Jordan Spieth wins a difficult U.S. Open

If you watched the U.S. Open golf championship, you may have thought you were watching the British Open. However, don’t be fooled – the Chambers Bay course is really in the state of Washington. Jordan Spieth won the U.S. Open with an overall score of 5-under par and he becomes only the sixth golfer to win both the Masters and U.S. Open in the same year.

On television, the course looked very much like the links courses of Scotland; rolling hills, beside the ocean shore, with few trees, high rough and a lot of brown fescue grass.

Many of the golfers complained about the course, but the USGA loves setting up the U.S. Open course to be difficult. According to the USGA, if nobody breaks par then the course is just right. Well, Chambers Bay was just what the USGA ordered. There was even a train going by from time to time as the golfers were concentrating on their next putt.

USGA President Thomas O’Toole, Jr., said on the telecast on Sunday the USGA was very happy with the selection of Chambers Bay.

“We stepped outside the box with this selection, to bring a U.S. Open to a course like this, to a place that we had never been in 114 years; a great choice and it’s been an exciting week,” said O’Toole.

As typically is the case, the course was set up differently each day, but at Chambers Bay the USGA was able to differ the distance of the course by more than 200 yards from one day to the next. The final round on Sunday was the shortest the course was set up in the four rounds of the tournament. Ten of the holes were an average of 30 yards shorter on Sunday than they were during the third round on Saturday.

“We had flexibility here, even in yardages and also in pars on holes,” said O’Toole. “There’s a lot of excitement between the 15th tee and the house, and one of those of course was making the 18th hole a par 5.”

Indeed. In fact, the USGA may have made that decision after Spieth complained after round two that playing the 18th hole as a par-four “was the dumbest hole I’ve ever played.”

The plan was to make No. 18 a par-five on Thursday and Saturday, and par-four on Friday and Sunday. However, after the third round, Spieth reiterated what he said the day before, in not looking forward to seeing the final hole as a par-four in the final round. He admitted his plan was to possibly play the 18th hole by driving the ball up the adjacent 1st fairway. The USGA didn’t like that idea, so they decided to keep No. 18 a par-five on Sunday.

“If you don’t think that players have any sort of influence over course setup, this is a perfect example where a player has voiced his discontent with a particular hole and how it’s been set up and I think the USGA has responded, amidst all of the scrutiny and criticism of that golf course and the setup has endured this week from both players and the media,” Notah Begay said Sunday morning on Golf Channel’s Morning Drive.

USGA Executive Director Mike Davis denied the decision was based on Spieth’s comments. Davis claimed the change came because of a weather forecast that called for a left-to-right crosswind on the hole that could decide the winner of the national championship.

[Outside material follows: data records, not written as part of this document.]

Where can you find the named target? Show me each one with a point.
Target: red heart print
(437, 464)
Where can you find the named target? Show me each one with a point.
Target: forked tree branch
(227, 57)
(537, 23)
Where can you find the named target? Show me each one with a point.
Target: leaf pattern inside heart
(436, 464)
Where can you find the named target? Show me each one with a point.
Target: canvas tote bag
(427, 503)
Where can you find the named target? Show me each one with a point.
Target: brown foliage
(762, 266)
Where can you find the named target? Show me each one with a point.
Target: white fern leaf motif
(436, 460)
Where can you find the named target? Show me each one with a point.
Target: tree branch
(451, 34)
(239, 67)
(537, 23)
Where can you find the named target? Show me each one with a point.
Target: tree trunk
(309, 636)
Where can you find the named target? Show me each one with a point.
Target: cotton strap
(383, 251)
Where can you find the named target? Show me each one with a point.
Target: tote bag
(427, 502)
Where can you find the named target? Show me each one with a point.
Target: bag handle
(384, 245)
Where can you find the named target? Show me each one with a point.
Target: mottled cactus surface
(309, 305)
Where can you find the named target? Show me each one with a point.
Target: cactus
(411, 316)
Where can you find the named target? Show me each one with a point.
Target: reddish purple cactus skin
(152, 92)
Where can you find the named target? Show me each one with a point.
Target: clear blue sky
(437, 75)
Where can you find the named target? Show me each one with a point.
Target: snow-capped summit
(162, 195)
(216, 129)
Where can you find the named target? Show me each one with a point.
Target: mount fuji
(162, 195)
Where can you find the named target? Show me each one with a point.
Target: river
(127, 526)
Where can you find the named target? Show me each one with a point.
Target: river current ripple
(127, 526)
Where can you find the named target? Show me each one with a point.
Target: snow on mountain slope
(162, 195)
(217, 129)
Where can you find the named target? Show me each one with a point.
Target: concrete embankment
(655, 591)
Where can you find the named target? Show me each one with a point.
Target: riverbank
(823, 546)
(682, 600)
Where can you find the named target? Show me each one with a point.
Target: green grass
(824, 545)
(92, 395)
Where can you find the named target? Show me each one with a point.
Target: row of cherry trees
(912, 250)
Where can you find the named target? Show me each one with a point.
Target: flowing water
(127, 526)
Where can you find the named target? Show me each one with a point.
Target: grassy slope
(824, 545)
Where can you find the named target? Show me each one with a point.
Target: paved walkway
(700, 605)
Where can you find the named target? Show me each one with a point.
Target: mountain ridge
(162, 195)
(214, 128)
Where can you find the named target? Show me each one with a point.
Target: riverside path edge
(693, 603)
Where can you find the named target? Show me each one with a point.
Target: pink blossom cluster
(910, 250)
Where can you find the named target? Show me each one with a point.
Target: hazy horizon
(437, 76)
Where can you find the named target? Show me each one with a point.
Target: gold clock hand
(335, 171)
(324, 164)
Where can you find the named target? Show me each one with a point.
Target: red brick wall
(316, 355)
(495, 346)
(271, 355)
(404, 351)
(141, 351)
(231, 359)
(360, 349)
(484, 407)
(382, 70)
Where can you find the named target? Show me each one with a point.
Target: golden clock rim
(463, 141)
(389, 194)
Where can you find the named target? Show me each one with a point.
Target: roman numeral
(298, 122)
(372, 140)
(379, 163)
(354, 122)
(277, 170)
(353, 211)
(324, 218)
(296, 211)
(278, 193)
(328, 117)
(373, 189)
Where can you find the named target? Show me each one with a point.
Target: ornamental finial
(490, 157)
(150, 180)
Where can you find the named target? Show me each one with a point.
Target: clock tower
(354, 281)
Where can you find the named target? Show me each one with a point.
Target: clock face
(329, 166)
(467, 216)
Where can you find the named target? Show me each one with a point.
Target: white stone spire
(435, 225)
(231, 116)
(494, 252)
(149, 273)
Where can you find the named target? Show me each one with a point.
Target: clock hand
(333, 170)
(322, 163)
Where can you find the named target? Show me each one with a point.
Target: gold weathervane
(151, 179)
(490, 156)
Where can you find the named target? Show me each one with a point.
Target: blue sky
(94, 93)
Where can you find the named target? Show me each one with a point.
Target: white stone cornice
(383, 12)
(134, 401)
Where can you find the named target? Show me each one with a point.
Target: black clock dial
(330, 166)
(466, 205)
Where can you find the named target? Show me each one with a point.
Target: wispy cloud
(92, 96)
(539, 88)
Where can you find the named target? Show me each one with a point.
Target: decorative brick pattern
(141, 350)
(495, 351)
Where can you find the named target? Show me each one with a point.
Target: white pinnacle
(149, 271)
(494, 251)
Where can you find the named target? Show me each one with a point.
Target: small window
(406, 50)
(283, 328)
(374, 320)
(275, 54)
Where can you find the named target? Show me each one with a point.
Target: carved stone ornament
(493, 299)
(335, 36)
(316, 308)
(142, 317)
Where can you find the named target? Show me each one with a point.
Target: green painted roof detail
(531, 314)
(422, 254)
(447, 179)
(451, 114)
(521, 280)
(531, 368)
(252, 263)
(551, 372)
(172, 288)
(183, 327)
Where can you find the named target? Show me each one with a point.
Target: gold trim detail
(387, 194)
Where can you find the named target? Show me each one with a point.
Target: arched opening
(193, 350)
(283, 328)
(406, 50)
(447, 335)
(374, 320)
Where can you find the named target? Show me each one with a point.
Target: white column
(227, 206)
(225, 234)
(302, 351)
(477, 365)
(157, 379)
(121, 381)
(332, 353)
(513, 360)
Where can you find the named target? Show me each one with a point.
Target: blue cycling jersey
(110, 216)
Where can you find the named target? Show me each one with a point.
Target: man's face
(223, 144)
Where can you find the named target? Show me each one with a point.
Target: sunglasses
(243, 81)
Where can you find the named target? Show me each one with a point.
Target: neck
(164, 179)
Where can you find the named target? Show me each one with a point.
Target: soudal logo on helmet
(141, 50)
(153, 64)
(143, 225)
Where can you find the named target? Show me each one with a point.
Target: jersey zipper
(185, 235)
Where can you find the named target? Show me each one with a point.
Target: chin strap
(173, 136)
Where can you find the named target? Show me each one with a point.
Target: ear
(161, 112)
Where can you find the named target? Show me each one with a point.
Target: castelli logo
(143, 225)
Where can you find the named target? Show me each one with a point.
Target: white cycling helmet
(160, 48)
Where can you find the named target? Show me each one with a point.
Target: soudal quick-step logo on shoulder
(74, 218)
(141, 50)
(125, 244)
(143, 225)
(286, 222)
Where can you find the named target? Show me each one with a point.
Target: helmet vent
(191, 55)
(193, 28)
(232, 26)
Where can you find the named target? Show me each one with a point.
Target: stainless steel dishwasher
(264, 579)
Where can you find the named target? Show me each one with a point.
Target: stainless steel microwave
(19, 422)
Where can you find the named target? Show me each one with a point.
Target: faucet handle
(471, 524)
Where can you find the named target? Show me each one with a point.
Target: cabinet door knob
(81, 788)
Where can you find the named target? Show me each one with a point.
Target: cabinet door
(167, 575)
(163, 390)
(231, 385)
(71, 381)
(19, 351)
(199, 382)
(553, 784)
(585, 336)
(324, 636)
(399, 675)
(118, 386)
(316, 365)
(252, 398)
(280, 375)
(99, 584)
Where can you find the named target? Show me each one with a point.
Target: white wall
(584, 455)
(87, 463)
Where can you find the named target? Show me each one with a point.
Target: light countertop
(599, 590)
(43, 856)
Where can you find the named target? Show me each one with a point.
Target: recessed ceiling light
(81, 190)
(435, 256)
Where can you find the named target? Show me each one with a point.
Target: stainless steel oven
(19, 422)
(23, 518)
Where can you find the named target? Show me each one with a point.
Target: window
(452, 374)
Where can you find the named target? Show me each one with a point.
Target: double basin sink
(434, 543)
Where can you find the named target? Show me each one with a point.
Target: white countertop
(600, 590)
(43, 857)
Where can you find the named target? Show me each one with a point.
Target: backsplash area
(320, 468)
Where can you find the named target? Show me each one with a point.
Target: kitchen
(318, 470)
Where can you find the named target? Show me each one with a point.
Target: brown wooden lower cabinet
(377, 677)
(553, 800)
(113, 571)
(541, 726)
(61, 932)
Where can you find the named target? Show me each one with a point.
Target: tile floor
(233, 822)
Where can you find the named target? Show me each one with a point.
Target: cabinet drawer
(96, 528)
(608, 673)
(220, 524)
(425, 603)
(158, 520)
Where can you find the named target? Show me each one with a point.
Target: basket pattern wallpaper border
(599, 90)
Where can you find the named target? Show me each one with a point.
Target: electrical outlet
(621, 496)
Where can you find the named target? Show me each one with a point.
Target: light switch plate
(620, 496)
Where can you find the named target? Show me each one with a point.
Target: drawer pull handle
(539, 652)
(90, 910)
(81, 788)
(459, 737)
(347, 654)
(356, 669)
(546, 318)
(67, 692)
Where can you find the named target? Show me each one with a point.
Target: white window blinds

Greg Norman, one of the commentators on the telecast, said he talked to many fans while walking the course on Saturday, and “100 percent of everyone was just so enthusiastic and over the moon about the U.S. Open Championship being here.”

O’Toole responded, “You see it, not just here on site, but everywhere I think you all went this past week, you saw energy from people, that I’d say some aren’t even golfers, but the fact that we brought a national championship to the region is a fabulous thing and they knocked it out of the park. They’ve supported it, they’ve been here, they’ve been vocal, and the energy is as good as any I’ve seen in my U.S. Open time.”

Here in the Tulsa area, we may be spoiled to have so many top-notch golf courses that have hosted big tournaments over the years. Southern Hills Country Club has hosted the U.S. Open, PGA Championship and the Tour Championship. Tulsa Country Club has hosted the NCAA Women’s Championship and the LPGA John Q. Hammons Invitational for a few years before it moved to Meadow Brook Country Club, and the Golf Club of Oklahoma in Broken Arrow hosted the Ben Hogan and Hooters Tours a few times in the 1990s.

So we’re very familiar with good-looking, difficult golf courses, and to many local observers, the Chambers Bay course came across as almost a farce, with the dead grass, gray sand bunkers, a noisy train, and fairways that slope more than 20-degrees from one side to the other.

Will Chambers Bay ever host a major championship again?

Maybe, but it certainly won’t be hosting a U.S. Open any time soon. The USGA has announced host golf courses through 2023 and Chambers Bay is not on the list. Neither is Southern Hills. However, it is expected that Southern Hills could be awarded the U.S. Open in 2024 or 2025. I certainly hope so.